# Belleville man among 22 charged with huge marijuana growing scheme



## FruityBud (Dec 10, 2008)

Federal authorities charge that 22 people - including five from western Wayne and Washtenaw counties - ran a highly lucrative hydroponics marijuana growing operation in houses throughout southeast Michigan.

The indictment released Tuesday also seeks to forfeit the group's assets, estimated at $8.2 million.

The U.S. Attorney's Office said in a statement that the alleged kingpin of the organization was Brian Osburn, 33, of Belleville.
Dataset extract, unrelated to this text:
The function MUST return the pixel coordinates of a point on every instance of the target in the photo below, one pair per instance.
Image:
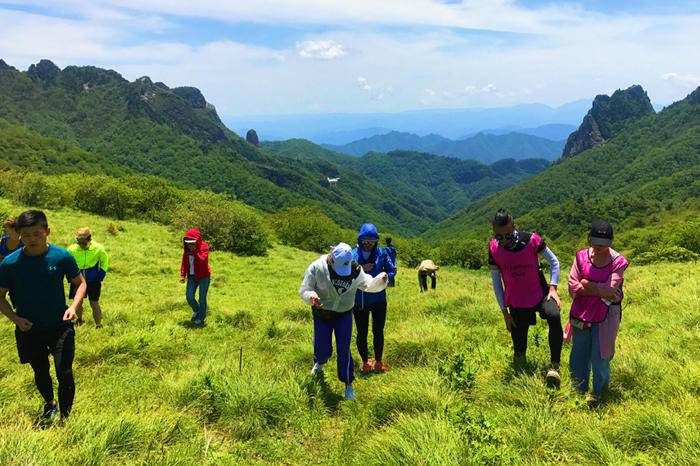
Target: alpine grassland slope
(152, 390)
Documents charge that Osburn conspired with others to begin growing more than 1,000 marijuana plants in 2002.

Federal authorities charge that 22 people - including five from western Wayne and Washtenaw counties - ran a highly lucrative hydroponics marijuana growing operation in houses throughout southeast Michigan.

The indictment released Tuesday also seeks to forfeit the group's assets, estimated at $8.2 million.

The U.S. Attorney's Office said in a statement that the alleged kingpin of the organization was Brian Osburn, 33, of Belleville. Documents charge that Osburn conspired with others to begin growing more than 1,000 marijuana plants in 2002.

The other area residents charged in the indictment include: Jason Eric Osburn, 34, of Belleville; Travor M. Osburn, 30, of Canton; Kathleen Leonita Osburn, 58, of Canton; and David Marcum, 31, of Ypsilanti. The other Osburns are Brian Osburn's two brothers and mother.

Over the course of several years, officials allege that the group grew "purps" marijuana - called that for the purple color of its buds and the tips of its leaves - at 24 different locations. Locally, several houses were allegedly used to grow marijuana, including a home on North Dixboro Road just outside Ann Arbor, a home on South Grove Road in Ypsilanti and four homes in Canton Township - on Belleville Road, Proctor Road and Roundtable Drive. They also are accused of using fields to grow marijuana in Rose Township and Southfield.

The indictment describes a sophisticated operation in which the basements were used to grow the marijuana with grow lights, fans, fertilizer and space to hang and dry the cultivated plants.

The 22 people indicted face various charges: 11 were indicted for money laundering, and six were indicted on mortgage fraud charges. The U.S. Attorney's Office said many of the homes used for the indoor growing operations were purchased with drug proceeds, and several were bought by obtaining fraudulent mortgages.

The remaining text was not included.